While the Washington Trails Association website describes this as a 1.5-mile hike, most people cross the service road at its midpoint to connect with the Steam Donkey Trail, named for machines that dragged logs through the forest in the old days. It leads downhill back into the campground and past a mill pond for a hike that’s closer to 3.5 miles. Given all the water nearby, this one can get muddy in spots, but there are bridges at all stream crossings. Keep an eye out for elk and eagles.
More info: st.news/WTA3.
We saw almost no one at the Falls View or Dosewallips trails, but this 1.6-mile (round-trip) hike is popular year-round — for those who can make it past the many potholes on the last few miles of the drive to it. We saw a Volkswagen Beetle at the trailhead, and our new friends the Sheas were there, too, having made it up in their Toyota sedan. The hike itself is very well maintained and snag-free, with a moderate and gradual elevation gain. Tucked into lush greenery and tall trees, the multitiered falls are among the prettiest in the area.
From U.S. 101 south of Quilcene, turn west at Milepost 310 onto Duckabush Road.
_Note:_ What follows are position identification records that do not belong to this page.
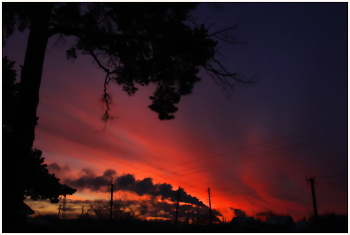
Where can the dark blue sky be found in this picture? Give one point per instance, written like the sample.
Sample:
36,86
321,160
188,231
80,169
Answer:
254,149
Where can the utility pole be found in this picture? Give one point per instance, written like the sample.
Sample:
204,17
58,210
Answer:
111,203
177,207
59,211
64,206
312,180
210,214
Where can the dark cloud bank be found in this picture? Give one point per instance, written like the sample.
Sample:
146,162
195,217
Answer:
127,182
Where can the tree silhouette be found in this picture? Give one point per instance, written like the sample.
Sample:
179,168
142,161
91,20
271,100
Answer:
135,44
38,183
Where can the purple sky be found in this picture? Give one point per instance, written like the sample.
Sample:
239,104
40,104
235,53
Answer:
254,150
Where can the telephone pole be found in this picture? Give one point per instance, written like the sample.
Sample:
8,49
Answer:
111,203
210,214
177,207
312,180
64,206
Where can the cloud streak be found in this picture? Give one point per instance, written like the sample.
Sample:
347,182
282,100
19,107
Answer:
127,182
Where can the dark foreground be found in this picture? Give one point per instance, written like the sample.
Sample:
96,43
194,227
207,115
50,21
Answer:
139,226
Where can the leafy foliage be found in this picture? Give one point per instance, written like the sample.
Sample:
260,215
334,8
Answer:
141,43
39,183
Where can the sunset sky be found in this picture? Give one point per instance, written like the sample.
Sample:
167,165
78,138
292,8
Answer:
254,150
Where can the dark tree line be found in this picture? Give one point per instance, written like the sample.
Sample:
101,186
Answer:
39,184
135,44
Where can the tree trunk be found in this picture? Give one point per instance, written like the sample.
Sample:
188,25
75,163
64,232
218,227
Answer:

More info: st.news/WTA4.
More hikes, more water
Ranger Hole: To skip the pothole-filled road to Murhut Falls, take this hike below it, which follows a rushing blue-tinted river for a satisfying and mostly flat 2.1 miles round-trip. st.news/WTA5.
Lower Big Quilcene River: This trail consistently follows the river, with its pleasing music always audible. The entire trail is quite a few miles long, but you can turn around anytime, possibly at Bark Shanty Camp, 2.7 miles in. Be prepared for wet sections in spring. st.news/WTA6.
Big Creek: With an elevation topping out around 1,800 feet, this 4.3-mile loop may have snow a bit longer than other lower-elevation options, especially after cold, wet weather. The well-maintained trail crosses the creek a few times via sturdy bridges. st.news/WTA7.